裏切り者
スズエは同意書に名前を書いていないからこんな感じになるんだよなぁと……。
裏切り者がいる、という相手の言葉に、みんなが疑心暗鬼になっていた。
「…………」
そんな中、スズエは周囲を探索していた。
「な、なぁ、スズエは怖くねえのか……?」
マミがその様子のスズエに尋ねる。
「……みんなで怖がっていても、解決はしないですからね」
スズエは寂しげだ。せっかくまとまってきていたのに、また疑い始めたから仕方ないだろう。
「……あった」
スズエがノートを見つけ出し、その内容を読む。そして、頭の中にあった、欠けていたパズルがようやくはまった。
――あぁ、やっぱりそうだったんだ……。
「スズエ、何か分かったか……?」
ランが聞いてきた。スズエは「……うん」と頷いた。
「――多分、奴らの言う裏切り者って、私なんだってことがさ」
「は……?」
わけが分からないと言いたげな反応だ。もちろん気付いていたが、スズエは続ける。
「……私、さ。同意書に名前なんて、書いていないんだよ。みんなとは違ってさ。だから奴らにとって、私は「いつ死んでもどうでもいい人間」なんだよ」
「そんな……!そんなわけが……!」
「ラン」
否定しようとするペアを、スズエは真っすぐ見つめる。
「お前達は、「私のための舞台だ」って、言われていたんだろ?」
「………………っ!」
「多分、だけど……それって、私を「殺すため」の舞台って意味じゃないかな?」
参加者以外の人間を殺す……。もしそうだとしたら、納得がいく。
だって、こんなに優しい少女が、敵側とはどうしても思えなかったのだから。
「……別に、いつ死んでもいいやって思ってはいたけど……」
スズエの手から、ノートが落ちてしまう。ランはそれを拾って、内容を見た。
「みんなを遺して死ぬのは、いやだなぁ……」
同意書を書いていないものは、例外を除き脱出を認めない。
そう、書かれた一文が見えた。
「つまり、ロシアンルーレットとやらを私がやればいいのかな?」
目の前に置かれている拳銃を手に取り、スズエは呟く。
「……ねぇ、ロシアンルーレットのルールって知らないんだけど、どうやるの?」
「えっと……一つだけ銃弾を入れて、自分に銃弾が当たらないようにするっていう度胸試しだよ」
レイが答える。
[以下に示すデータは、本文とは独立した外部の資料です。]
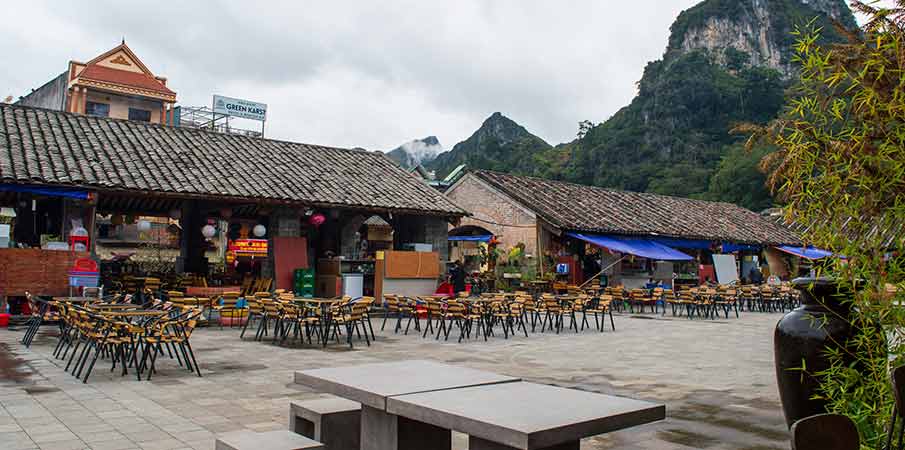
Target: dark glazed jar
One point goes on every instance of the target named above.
(804, 334)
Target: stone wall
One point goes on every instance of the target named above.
(52, 95)
(511, 223)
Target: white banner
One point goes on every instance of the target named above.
(240, 108)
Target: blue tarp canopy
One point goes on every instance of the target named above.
(482, 238)
(805, 252)
(729, 247)
(645, 248)
(46, 190)
(682, 243)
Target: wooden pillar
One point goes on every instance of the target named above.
(82, 104)
(191, 241)
(92, 225)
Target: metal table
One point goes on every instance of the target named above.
(373, 385)
(523, 415)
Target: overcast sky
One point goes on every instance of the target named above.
(370, 74)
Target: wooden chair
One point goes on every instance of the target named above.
(228, 305)
(600, 307)
(553, 313)
(578, 306)
(454, 314)
(368, 302)
(352, 316)
(434, 313)
(516, 318)
(475, 314)
(255, 312)
(727, 300)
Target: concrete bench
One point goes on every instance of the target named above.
(271, 440)
(334, 421)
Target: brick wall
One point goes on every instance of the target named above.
(488, 204)
(41, 272)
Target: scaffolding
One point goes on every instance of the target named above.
(204, 117)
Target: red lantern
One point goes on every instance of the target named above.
(317, 220)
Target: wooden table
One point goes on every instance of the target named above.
(525, 416)
(140, 313)
(76, 299)
(373, 385)
(213, 291)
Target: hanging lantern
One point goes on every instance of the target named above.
(317, 220)
(208, 231)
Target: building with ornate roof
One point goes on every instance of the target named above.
(115, 84)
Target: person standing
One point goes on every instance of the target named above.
(457, 277)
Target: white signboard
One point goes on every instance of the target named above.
(726, 270)
(240, 108)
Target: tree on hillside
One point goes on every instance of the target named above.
(739, 179)
(841, 168)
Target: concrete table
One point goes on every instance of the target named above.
(276, 440)
(525, 415)
(373, 384)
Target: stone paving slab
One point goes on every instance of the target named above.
(715, 377)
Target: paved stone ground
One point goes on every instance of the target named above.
(716, 378)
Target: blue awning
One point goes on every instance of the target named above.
(729, 247)
(49, 191)
(682, 243)
(482, 238)
(634, 246)
(805, 252)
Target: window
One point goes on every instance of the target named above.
(141, 115)
(97, 109)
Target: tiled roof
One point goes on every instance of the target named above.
(592, 209)
(124, 78)
(41, 146)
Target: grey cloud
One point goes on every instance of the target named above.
(373, 74)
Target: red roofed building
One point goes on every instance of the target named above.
(114, 84)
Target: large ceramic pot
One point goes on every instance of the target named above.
(804, 334)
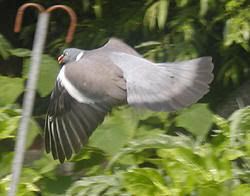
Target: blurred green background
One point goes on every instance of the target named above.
(202, 150)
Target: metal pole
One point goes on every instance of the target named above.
(28, 102)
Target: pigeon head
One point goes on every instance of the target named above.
(70, 55)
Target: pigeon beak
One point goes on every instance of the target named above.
(60, 59)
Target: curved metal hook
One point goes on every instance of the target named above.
(73, 19)
(20, 11)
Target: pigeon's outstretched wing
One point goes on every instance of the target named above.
(117, 45)
(164, 86)
(70, 123)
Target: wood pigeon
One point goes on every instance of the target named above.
(91, 82)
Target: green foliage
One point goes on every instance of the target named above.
(203, 120)
(4, 47)
(48, 71)
(10, 89)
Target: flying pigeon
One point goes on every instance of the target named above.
(91, 82)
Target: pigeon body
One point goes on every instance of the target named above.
(91, 82)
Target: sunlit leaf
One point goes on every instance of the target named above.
(192, 120)
(4, 47)
(115, 132)
(162, 13)
(10, 89)
(145, 181)
(20, 52)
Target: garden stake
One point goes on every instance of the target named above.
(29, 96)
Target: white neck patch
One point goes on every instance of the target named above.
(72, 90)
(79, 56)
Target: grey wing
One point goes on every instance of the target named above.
(164, 86)
(69, 123)
(117, 45)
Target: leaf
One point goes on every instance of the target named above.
(10, 89)
(48, 71)
(4, 47)
(153, 141)
(239, 126)
(197, 119)
(145, 181)
(162, 13)
(115, 132)
(97, 185)
(241, 189)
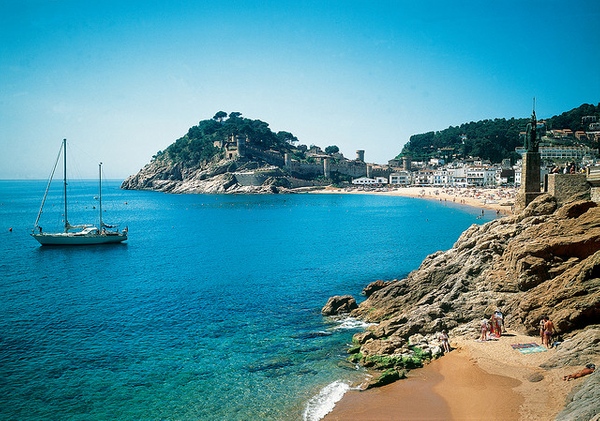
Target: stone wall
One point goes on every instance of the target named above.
(568, 187)
(595, 194)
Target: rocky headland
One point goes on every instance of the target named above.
(215, 177)
(544, 261)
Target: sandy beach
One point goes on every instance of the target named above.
(498, 199)
(476, 381)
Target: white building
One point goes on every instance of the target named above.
(364, 181)
(401, 178)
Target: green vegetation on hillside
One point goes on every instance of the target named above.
(489, 139)
(197, 145)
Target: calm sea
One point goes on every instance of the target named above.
(211, 310)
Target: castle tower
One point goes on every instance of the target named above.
(241, 145)
(327, 168)
(530, 173)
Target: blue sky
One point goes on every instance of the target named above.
(122, 80)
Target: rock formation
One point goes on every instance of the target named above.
(544, 261)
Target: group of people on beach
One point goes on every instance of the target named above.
(492, 328)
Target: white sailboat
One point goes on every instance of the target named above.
(77, 234)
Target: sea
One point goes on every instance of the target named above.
(212, 308)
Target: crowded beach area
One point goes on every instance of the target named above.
(499, 199)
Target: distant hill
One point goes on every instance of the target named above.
(489, 139)
(198, 144)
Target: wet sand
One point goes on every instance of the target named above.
(476, 381)
(499, 199)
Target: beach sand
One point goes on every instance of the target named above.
(476, 381)
(498, 199)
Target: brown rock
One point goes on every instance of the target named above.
(339, 304)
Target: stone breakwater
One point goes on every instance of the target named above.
(544, 261)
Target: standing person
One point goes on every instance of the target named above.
(445, 340)
(484, 330)
(499, 319)
(542, 323)
(548, 332)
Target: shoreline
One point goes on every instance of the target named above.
(500, 199)
(475, 381)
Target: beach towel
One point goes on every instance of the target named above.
(528, 348)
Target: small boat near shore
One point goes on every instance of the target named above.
(86, 234)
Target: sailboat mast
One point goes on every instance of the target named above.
(100, 193)
(65, 182)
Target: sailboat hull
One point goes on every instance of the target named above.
(78, 239)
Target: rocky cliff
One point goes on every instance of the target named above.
(544, 261)
(217, 176)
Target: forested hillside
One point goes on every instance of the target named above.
(198, 144)
(489, 139)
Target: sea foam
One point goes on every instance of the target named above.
(323, 403)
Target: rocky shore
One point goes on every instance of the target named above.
(544, 261)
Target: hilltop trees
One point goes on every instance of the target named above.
(197, 145)
(488, 139)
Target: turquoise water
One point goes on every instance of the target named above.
(211, 310)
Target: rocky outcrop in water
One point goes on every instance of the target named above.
(221, 177)
(544, 261)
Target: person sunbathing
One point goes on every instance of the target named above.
(589, 369)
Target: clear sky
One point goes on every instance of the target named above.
(122, 80)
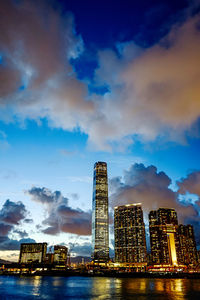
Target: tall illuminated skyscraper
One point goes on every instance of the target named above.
(187, 245)
(100, 219)
(130, 242)
(164, 239)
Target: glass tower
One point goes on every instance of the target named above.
(130, 242)
(100, 220)
(164, 240)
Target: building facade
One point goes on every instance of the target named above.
(129, 228)
(164, 240)
(60, 255)
(32, 253)
(187, 245)
(100, 219)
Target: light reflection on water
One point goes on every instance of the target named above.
(100, 288)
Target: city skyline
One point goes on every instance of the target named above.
(115, 82)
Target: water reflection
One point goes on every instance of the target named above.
(36, 285)
(99, 288)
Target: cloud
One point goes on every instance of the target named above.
(152, 92)
(21, 233)
(61, 217)
(190, 184)
(36, 45)
(80, 249)
(8, 244)
(12, 212)
(149, 187)
(11, 216)
(45, 195)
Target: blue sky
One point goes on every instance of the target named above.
(81, 82)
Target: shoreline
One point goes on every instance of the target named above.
(106, 274)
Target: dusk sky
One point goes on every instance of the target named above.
(86, 81)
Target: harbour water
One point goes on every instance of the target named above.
(101, 288)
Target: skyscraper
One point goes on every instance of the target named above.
(100, 220)
(187, 245)
(32, 253)
(130, 242)
(164, 240)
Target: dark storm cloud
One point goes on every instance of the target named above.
(5, 229)
(151, 91)
(80, 249)
(11, 215)
(44, 195)
(190, 184)
(8, 244)
(12, 212)
(21, 233)
(150, 188)
(61, 217)
(28, 221)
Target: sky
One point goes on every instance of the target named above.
(87, 81)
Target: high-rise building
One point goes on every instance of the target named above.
(60, 255)
(163, 228)
(32, 253)
(130, 241)
(100, 219)
(187, 245)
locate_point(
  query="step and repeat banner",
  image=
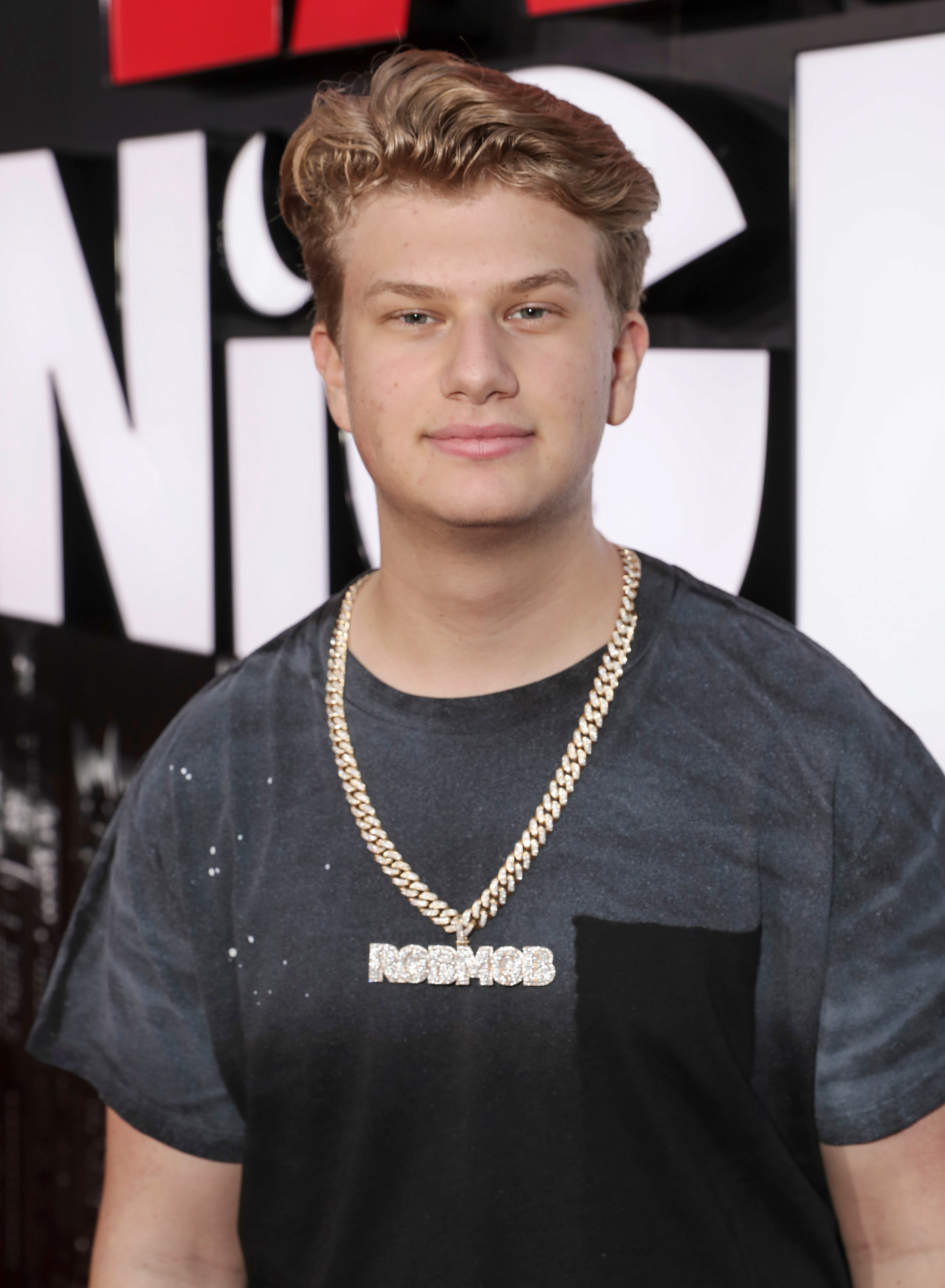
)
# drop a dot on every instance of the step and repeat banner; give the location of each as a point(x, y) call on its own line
point(173, 491)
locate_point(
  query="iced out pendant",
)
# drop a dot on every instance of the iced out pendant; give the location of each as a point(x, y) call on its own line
point(444, 965)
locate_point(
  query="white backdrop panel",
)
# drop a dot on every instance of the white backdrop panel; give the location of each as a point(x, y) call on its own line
point(683, 478)
point(871, 128)
point(278, 486)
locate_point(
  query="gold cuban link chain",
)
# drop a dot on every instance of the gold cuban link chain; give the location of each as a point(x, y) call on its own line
point(536, 835)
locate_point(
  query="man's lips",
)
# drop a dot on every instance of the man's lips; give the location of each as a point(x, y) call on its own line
point(481, 442)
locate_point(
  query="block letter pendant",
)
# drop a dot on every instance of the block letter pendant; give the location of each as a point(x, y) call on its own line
point(444, 965)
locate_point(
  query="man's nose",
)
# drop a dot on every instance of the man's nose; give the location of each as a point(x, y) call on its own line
point(478, 362)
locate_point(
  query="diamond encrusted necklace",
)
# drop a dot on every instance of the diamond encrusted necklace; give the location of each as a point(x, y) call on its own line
point(526, 848)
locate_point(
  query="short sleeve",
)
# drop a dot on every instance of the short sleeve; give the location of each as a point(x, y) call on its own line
point(123, 1008)
point(881, 1051)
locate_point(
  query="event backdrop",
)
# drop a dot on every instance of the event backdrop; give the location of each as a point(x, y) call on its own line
point(173, 493)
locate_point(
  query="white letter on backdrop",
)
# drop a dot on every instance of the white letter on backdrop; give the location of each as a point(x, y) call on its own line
point(147, 478)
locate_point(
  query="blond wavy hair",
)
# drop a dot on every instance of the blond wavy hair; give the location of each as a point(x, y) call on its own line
point(432, 122)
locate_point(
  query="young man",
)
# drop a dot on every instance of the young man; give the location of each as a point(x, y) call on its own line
point(693, 907)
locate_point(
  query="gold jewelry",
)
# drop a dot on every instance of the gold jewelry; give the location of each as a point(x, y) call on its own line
point(542, 822)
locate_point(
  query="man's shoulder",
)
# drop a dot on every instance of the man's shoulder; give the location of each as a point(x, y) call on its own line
point(275, 688)
point(766, 661)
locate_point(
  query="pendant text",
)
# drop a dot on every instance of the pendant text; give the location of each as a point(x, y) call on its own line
point(444, 965)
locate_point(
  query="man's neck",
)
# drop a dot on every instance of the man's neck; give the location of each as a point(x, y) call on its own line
point(471, 612)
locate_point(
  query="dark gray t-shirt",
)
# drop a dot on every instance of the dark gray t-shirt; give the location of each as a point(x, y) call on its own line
point(747, 909)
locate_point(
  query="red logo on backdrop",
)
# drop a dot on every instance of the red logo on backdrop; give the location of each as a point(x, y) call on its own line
point(150, 39)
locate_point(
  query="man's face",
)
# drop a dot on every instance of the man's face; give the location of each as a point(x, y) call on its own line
point(478, 362)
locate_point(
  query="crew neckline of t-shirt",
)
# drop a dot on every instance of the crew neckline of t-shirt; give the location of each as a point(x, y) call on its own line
point(508, 708)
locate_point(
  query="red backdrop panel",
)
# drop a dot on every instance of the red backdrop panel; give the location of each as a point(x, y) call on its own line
point(162, 38)
point(336, 24)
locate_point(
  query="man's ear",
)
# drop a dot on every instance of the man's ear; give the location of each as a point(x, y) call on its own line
point(628, 353)
point(328, 360)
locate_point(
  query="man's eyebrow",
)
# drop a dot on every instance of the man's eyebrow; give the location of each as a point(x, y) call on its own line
point(521, 287)
point(410, 290)
point(553, 277)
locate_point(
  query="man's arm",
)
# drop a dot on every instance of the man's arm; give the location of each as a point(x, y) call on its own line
point(167, 1219)
point(890, 1202)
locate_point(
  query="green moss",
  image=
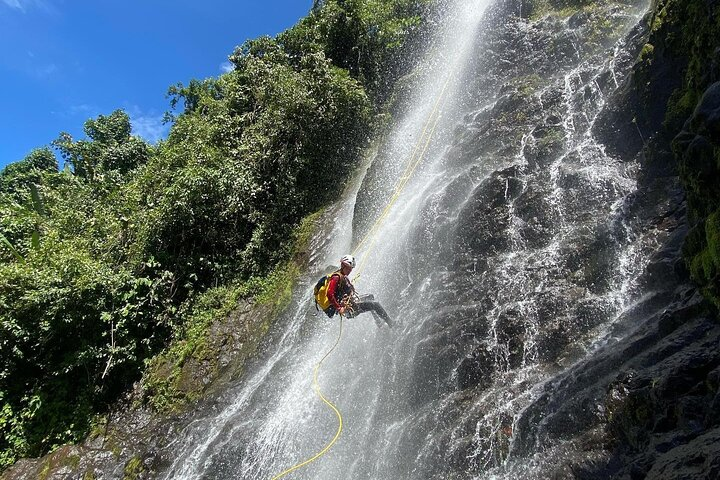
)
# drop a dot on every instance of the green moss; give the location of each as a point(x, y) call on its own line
point(71, 461)
point(45, 472)
point(133, 469)
point(168, 378)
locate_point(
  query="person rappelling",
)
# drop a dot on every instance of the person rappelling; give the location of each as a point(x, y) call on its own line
point(335, 293)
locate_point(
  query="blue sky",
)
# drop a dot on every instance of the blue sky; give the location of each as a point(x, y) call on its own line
point(64, 61)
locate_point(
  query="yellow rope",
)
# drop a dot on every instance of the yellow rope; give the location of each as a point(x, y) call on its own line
point(412, 164)
point(407, 174)
point(316, 386)
point(409, 168)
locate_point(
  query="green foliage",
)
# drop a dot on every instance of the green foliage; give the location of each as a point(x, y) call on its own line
point(131, 246)
point(690, 29)
point(111, 148)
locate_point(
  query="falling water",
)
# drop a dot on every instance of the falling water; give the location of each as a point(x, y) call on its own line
point(507, 259)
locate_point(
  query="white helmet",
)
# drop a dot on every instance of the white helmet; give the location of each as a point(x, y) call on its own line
point(348, 260)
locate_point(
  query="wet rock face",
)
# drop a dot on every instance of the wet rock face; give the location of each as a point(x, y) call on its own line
point(542, 250)
point(698, 147)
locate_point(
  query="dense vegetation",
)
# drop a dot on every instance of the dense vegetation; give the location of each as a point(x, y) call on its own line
point(679, 62)
point(107, 259)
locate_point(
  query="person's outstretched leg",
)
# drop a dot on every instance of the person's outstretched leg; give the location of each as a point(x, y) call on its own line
point(373, 307)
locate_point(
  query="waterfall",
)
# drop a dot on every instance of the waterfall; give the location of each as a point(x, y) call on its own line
point(510, 257)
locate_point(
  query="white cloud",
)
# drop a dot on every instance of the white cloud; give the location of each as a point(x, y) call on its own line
point(44, 71)
point(149, 127)
point(14, 4)
point(24, 5)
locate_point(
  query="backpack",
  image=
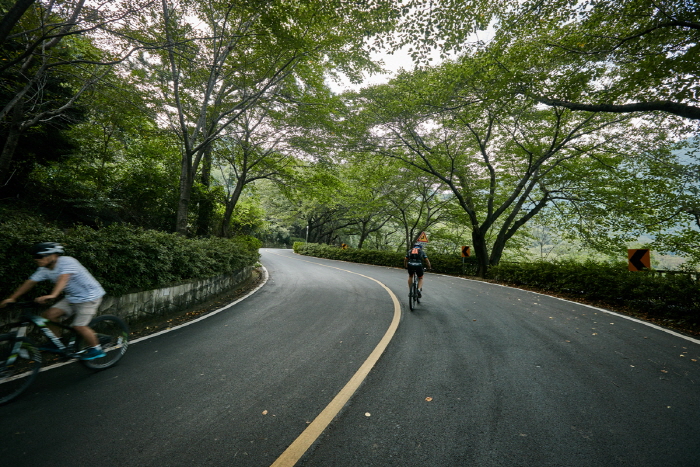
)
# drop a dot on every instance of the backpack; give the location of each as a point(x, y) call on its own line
point(415, 257)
それに「ふーん……」と言っていたスズエだったが、
「それって、一つだけ抜いて、の間違いではなく?」
「……は?何言って……」
「あいつらにとっても、そっちの方が面白そうだと思うけど」
スズエは一つだけ抜き取って、それを自分の頭に突き付けた。
「ちょっ……!冗談はやめろよ!」
「いたって真面目だよ。大丈夫、まだ私が必要なら……ここで、死ぬわけがないから」
ランの制止の声も聞かず、スズエは引き金を引いた。
カチッ……。
乾いた音が聞こえる。それにスズエは息をついた。
「よしっ……と。これでここから出られるだろ」
何事もなかったように扉を見るスズエに、ユウヤは声をかける。
「す、スズエさん!死ぬかもしれなかったんだよ!」
「あぁ、大丈夫ですよ」
スズエは足元に銃口を向け、今度はためらいもなく撃ち抜く。しかし、弾がはじかれて血は飛び散らなかった。
「これ、飾り弾……偽物の弾だったので」
スズエがほら、と見せる。ケイが拾ってじっと見て、
「……本当だ」
小さく同意した。まさか、ここまで読んでいたのか。
「じゃあ、こっちは……」
「あ、それは危険ですよ。そっちは本物の弾です」
レイが触ろうとすると、スズエが止める。どうやら本物を取っていたため弾が出てきても死ぬことはなかったらしい。
「お前、よく冷静でいられるな」
ランが言うと、「そりゃあ、みんながパニックになっていたら嫌でも冷静になるさ」と答えた。
「冷静でいれば、視野も広かるものさ」
そう言いながらじっと拳銃を見て、
「……多分、これマイカさんが最初の試練の時に使っていたものですよ」
スズエの言葉に、ほかの人達は目を見開く。
「本物の弾を抜いて、それで頭を撃ち抜けっていうものだったんだと思います。まぁ、全部本物に見えるのでどちらにしても素人には難しいものですけど」
スズエは拳銃を手荒に投げ捨てる。
「……こんな、他人の命を理不尽に奪ったものなんて見たくもない」
小さく呟く彼女はどんな気持ちでこれを持っていたのだろうか。
「……早く出よう」
まっすく見つめる少女の目はうつろなものだった。